I'll have to finish my mega article in the next article.  I tried writing the two topics but they are too big to fit and too important. 


  1. My second grader took COGAT a couple of weeks ago. Now, it will take a couple of months for us to find out whether he will make it to GAT or not. What do we do in this waiting game? If we don't get in, we need to retake COGAT or try other IQ tests to override COGAT score (e.g. SB or WISC...etc.) Technically it's not a test season but I don't want be in the panic mode in a couple of months all of a sudden because of potentially bad news. What would be my strategy for the next couple of months? We stopped math and reading right before COGAT so now we're having a daily routine doing math (2 years ahead) and word board. Other than that and also school homework, I have no idea. Help!

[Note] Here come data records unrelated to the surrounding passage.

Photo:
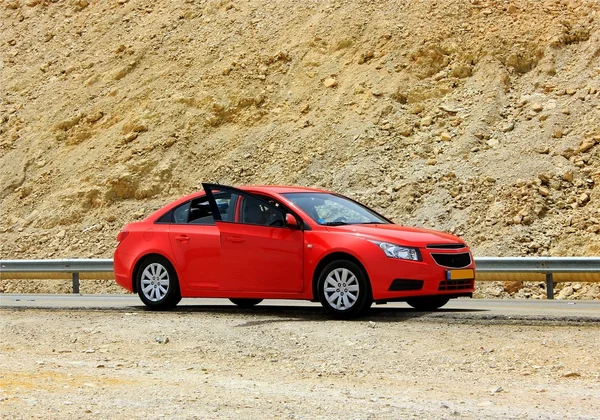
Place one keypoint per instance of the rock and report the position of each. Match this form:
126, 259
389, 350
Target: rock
544, 192
451, 108
426, 121
493, 142
497, 390
568, 176
566, 292
544, 178
586, 145
130, 137
366, 57
512, 287
509, 126
330, 82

    1. You're pretty much doing what you need to do. The problem with the WISC is that the problems are long and tedious and require iterations. I'm going to recommend the Word Problems from TPM 2 (not tedious but same amount of struggle) or TPM 3 if you kid reads at the 4th grade emotional level. If you either route, feel free to contact me because I'm sitting on a library of experimental material for backtrack and think ahead. Otherwise there are companies that specialize in the WISC but I think their material is dubious because in order to be an actual company, you need to reach the broader market, and the broader market is not anywhere near 98%.

  2. Did you have to get a letter of recommendation from anyone to put the GAT application together? It's one of the documents I have to get prepared as part of ours in our state and we're going to ask one from her piano teacher. I have no idea what needs to be included and the teacher has no clue either asking me for an advice. :) What should I tell her, I am sure she will comment on my child's music skills but anything specific they might look at? From an inexperienced mom, first time going through this.

    1. We didn't do it, but as an objective, dispassionate advice giver, let me point out that the this letter will help the powers that be decide if your child is capable of excelling in an accelerated, DIY learning environment with more projects than text books and you are probably both underestimating your child. Self starter, dedicated, sees things through the end, interested, curious, artistic, goes the extra mile, loves learning, and as a downside reads way to much. I like the music teacher idea as a solution. A teacher's recommendation probably carries more weight but less objectivity. What state is this? One of the Power Mom's on my Awesomeness committee rated her child almost average and the child is at about 99.7% so don't make the same mistake. Finally, give your piano teacher the list here, and tell her that your Academic Process Consultant is thinking of a switch to the oboe but wants to see the letter first.